Alguns amigos ficaram espantados com a entrevista do cantor Chico Buarque ao El País, na segunda-feira. Justamente quando líderes históricos abandonam o PT e o Congresso Estadual do partido em São Paulo sofre falta de participantes, Chico Buarque não só segue apoiando o PT como considera a crise do partido pura intriga da oposição. “Querem enfraquecer o governo para que, em 2018, o PT chegue desgastado nas eleições”, disse ele.

Houve quem chamasse o cantor de louco ou desinformado, mas na verdade a posição de Chico Buarque é racional e coerente com incentivos econômicos. Do ponto de vista da economia da política, é vantajoso teimar numa opinião errada.

Explico a ideia comparando duas situações:

SITUAÇÃO A – Chico Buarque precisa comprar um apartamento em Paris. A decisão cabe 100% a ele. Se escolher mal, Chico Buarque será o maior afetado pelo equívoco.

SITUAÇÃO B – Chico Buarque precisa decidir em quem votar. A decisão cabe não só a ele, mas a outros 142 milhões de eleitores. Dificilmente a eleição dará empate, por isso o voto dele não fará diferença alguma. É incerta a influência que o apoio de Chico Buarque ao candidato A ou B terá sobre outros eleitores. Na remota hipótese da influência de Chico Buarque decidir uma eleição, ele será pouco afetado por uma eventual decisão errada. O prejuízo causado pela decisão será dividido por 200 milhões de brasileiros. Chico Buarque será um dos menos afetados – afinal sempre pode dar um tempo do Brasil em seu apartamento em Paris.
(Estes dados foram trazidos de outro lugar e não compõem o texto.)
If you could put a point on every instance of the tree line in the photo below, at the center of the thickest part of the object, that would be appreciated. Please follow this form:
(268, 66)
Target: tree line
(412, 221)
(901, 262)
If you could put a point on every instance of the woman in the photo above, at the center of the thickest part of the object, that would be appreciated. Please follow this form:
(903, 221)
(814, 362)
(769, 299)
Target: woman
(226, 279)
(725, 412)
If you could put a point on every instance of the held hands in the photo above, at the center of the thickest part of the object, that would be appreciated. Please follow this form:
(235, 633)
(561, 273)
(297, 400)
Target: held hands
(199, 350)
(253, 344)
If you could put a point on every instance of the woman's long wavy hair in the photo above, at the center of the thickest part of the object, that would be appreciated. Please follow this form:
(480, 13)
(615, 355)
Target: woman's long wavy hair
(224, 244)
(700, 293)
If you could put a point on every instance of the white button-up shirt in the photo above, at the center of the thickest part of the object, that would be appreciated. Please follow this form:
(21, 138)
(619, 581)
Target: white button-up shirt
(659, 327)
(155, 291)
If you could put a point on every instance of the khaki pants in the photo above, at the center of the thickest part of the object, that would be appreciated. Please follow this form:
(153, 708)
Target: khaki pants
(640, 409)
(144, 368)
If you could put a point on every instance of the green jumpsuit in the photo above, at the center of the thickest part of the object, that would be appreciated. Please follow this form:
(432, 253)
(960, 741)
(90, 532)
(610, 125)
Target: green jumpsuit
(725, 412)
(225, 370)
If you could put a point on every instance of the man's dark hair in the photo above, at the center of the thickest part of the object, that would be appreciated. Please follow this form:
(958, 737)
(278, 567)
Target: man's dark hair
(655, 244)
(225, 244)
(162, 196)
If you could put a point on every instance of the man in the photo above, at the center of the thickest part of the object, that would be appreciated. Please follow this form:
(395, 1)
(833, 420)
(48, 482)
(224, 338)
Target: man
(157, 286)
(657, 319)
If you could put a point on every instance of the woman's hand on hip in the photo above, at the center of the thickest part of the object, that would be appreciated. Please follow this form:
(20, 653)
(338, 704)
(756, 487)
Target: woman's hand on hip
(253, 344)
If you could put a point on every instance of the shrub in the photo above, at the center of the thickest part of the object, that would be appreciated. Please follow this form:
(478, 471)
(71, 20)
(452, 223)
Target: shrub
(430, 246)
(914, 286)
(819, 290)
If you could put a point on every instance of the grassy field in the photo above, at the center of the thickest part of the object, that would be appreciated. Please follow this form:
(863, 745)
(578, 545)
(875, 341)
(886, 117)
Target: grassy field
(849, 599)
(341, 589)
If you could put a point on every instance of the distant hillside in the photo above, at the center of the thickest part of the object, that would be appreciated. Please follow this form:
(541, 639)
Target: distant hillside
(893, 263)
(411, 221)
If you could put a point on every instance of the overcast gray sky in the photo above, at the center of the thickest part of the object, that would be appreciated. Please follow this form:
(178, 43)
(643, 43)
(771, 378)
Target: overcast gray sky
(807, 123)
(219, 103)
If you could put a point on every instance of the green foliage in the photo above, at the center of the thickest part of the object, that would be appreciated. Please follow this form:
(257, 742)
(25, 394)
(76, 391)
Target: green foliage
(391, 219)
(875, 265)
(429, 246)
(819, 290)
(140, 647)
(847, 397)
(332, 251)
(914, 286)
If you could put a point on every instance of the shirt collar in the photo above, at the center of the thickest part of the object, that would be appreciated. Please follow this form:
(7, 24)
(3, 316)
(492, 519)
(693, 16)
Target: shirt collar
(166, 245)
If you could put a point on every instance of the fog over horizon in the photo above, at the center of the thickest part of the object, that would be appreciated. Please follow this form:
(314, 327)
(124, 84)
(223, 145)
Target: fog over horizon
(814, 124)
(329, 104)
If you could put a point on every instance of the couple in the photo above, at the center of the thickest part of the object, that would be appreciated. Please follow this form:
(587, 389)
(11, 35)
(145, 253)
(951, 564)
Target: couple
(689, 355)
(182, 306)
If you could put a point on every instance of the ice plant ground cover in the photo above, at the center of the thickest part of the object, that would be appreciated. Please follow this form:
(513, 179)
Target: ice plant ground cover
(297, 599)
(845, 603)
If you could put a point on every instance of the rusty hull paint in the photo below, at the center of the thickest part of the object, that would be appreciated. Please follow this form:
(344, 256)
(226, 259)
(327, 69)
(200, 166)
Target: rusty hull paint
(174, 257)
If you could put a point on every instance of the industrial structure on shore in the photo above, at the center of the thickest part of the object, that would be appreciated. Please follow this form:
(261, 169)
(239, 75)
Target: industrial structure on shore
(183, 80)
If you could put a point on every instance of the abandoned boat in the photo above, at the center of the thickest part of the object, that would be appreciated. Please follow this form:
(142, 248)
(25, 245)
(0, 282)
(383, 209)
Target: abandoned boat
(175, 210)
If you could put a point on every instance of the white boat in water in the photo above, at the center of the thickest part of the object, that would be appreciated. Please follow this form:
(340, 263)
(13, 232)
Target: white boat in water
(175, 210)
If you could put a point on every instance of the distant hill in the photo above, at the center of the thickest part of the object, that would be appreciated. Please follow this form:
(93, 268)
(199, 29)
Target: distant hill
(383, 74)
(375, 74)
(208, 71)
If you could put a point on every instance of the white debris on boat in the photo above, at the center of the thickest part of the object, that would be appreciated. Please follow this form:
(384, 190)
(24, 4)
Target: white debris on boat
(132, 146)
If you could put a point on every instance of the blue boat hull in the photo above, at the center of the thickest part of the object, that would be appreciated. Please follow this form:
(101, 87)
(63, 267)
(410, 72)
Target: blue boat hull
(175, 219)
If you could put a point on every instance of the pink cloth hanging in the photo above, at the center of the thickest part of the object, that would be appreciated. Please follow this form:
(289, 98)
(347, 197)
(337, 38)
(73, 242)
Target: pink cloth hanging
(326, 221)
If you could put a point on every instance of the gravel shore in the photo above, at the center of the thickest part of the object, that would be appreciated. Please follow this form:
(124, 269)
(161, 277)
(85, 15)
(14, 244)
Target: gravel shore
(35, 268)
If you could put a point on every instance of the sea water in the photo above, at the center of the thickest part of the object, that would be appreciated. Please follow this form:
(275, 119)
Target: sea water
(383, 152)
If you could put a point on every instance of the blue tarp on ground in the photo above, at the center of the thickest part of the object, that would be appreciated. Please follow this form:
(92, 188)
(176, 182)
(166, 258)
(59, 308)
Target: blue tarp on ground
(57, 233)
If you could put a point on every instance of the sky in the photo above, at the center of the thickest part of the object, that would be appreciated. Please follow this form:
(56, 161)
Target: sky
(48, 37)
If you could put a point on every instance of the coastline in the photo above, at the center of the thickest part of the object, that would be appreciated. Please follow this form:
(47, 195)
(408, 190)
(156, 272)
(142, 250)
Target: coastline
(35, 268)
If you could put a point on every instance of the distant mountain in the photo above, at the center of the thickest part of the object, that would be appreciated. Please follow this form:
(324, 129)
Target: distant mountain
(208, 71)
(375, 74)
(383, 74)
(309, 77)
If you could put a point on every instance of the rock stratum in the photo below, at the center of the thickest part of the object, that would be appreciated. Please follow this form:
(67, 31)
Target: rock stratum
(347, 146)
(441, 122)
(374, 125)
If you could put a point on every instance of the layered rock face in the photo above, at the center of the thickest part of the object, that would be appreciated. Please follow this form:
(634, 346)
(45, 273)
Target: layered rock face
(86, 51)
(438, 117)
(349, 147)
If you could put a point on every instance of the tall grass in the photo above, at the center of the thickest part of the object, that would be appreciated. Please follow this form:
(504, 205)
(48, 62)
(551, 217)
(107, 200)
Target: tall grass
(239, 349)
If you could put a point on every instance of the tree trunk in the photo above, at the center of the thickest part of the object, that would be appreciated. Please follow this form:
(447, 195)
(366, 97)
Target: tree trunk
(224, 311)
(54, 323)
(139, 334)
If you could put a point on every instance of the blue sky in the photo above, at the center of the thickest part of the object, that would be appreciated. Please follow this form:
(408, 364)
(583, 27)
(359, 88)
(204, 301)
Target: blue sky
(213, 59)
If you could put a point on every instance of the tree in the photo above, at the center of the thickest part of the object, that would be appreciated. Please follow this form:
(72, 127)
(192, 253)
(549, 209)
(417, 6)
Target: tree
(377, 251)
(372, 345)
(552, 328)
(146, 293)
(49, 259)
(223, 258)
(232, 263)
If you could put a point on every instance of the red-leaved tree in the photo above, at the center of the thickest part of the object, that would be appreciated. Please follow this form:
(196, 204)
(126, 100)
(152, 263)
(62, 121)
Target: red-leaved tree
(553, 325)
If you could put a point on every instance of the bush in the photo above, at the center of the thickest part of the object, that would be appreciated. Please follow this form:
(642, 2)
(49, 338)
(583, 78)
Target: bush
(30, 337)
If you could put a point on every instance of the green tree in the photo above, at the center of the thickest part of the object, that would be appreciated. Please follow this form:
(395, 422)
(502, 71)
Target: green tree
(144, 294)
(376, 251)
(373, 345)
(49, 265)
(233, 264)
A teoria da ignorância racional, formulada em 1957 pelo economista Anthony Downs, explica por que eleitores gastam tão pouco tempo para escolher o melhor candidato. Os eleitores intuitivamente sabem que cada voto tem um peso muito pequeno e dificilmente decidirá uma eleição. Ora, se tempo é dinheiro, e gastar tempo escolhendo um político terá pouco efeito nas urnas, então é racional ser um eleitor ignorante. A Situação A traz bem mais incentivos para uma boa decisão que a Situação B.

Em 2001, o economista Bryan Caplan refinou o raciocínio de Downs apresentando a teoria da irracionalidade racional. Se Downs acreditava que é racional pensar pouco, Caplan foi mais longe: é racional pensar bobagem e insistir em equívocos sobre a política. Se os eleitores se satisfazem mantendo algumas crenças, e se o custo de manter essas crenças é baixo, ser irracional se torna racional. “Em eleições com milhões de eleitores, a probabilidade de uma crença individual errada causar políticas ruins é quase nula”, diz Caplan. “Por isso é previsível que os eleitores adotem seu pior comportamento cognitivo” e exibam “ausência de espírito crítico, irritabilidade, credulidade a simplicidade”.

Em geral, quanto menor o custo de uma crença ao indivíduo, maior a demanda para ela:

rational irrationality

O gráfico que explica Chico Buarque: se o custo da irracionalidade cai, a demanda por ela aumenta

 

A teoria de Caplan explica por que tanta gente teima em partidos e ideologias obsoletas mesmo quando eles se revelam pura fraude. Se o eleitor é uma figura pública, então é ainda maior o custo de mudar de ideia. Seria preciso admitir a todos a estupidez pregressa.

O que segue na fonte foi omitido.